A former US Marine badly injured in Afghanistan has described the withdrawal in 2021 as a “catastrophe” in testimony before Congress.
Tyler Vargas-Andrews spoke in the first of a series of Republican-led hearings examining the Biden administration’s handling of the withdrawal.
He detailed a period of chaos and unpreparedness in the days after the Taliban captured Kabul.
Others spoke of enduring trauma and moral injury in the aftermath.
Sgt Vargas-Andrews, 25, was one of several US military personnel tasked with protecting Kabul’s airport on 26 August 2021, when two suicide bombers attacked crowds of Afghans trying to flee the Taliban during the US evacuation.
Thirteen US soldiers died in the bombing, along with 170 Afghan civilians.
Sgt Vargas-Andrews testified that he and another marine had received intelligence about the bombing before it occurred, and that he had spotted the suspect in the crowd.
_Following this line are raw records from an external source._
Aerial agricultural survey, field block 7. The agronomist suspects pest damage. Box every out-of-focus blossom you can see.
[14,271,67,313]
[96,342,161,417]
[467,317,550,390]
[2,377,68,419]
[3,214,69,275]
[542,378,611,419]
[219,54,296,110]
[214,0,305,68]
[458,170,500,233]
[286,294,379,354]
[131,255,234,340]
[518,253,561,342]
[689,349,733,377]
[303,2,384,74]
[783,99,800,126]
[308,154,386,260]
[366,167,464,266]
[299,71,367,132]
He said he had alerted his supervisors and requested permission to act but had never received it.
“Plain and simple, we were ignored,” Sgt Vargas-Andrews said.
In emotional testimony, he described being thrown in the air during the bombing and opening his eyes to see his comrades dead or lying unconscious around him.
“My body was overwhelmed from the trauma of the blast. My abdomen had been ripped open. Every inch of my exposed body took ball bearings and shrapnel,” he said.
Sgt Vargas-Andrews called the withdrawal a “catastrophe,” adding: “There was an inexcusable lack of accountability and negligence.”
“I see the faces of all of those we could not save, those we left behind,” he said.
The House Foreign Affairs Committee inquiry into the evacuation from Afghanistan also heard from other US soldiers and veterans who spoke of the mental health toll that the withdrawal has had on them.
Retired Lt Col David Scott Mann, who worked to evacuate Afghans at the time, testified that the experience working to get allies out had been “gutting”.
He added that calls to the Veteran Affairs hotline spiked 81% after the withdrawal from Afghanistan, and he warned that the US was on the “front end of a mental health tsunami”.
He said a friend he had served with had died by suicide in the aftermath.
“He just couldn’t find his way out of the darkness of that moral injury,” Lt Col Mann said.
Testimony from the majority of witnesses placed the blame on every presidential administration since US troops were first deployed to Afghanistan, from George W Bush to Joe Biden.
Witnesses also urged for immediate action to help Afghan allies who had worked with US soldiers who are now in limbo both in Afghanistan and in the US.
“America is building a nasty reputation for multi-generational systemic abandonment of our allies where we leave a smouldering human refuse, from the Montagnards of Vietnam to the Kurds in Syria,” Lt Col Mann said.
Republicans who had long pushed for an investigation placed the blame on the Biden administration.
Panel chairman Mike McCaul, a House Republican from Texas, said the withdrawal had been a “systemic breakdown of the federal government at every level, and a stunning failure of leadership by the Biden administration”.
In response, Democrats spoke out in defence of President Biden.
House representative Gregory Meeks from New York said that Mr Biden had “made the right decision to bring all our troops home”.
“I can’t in good conscience imagine sending more American men and women to fight in Afghanistan.”
Mr Biden had previously said that he bore “responsibility for fundamentally all that has happened” but he also blamed former President Donald Trump for overseeing the withdrawal deal with the Taliban.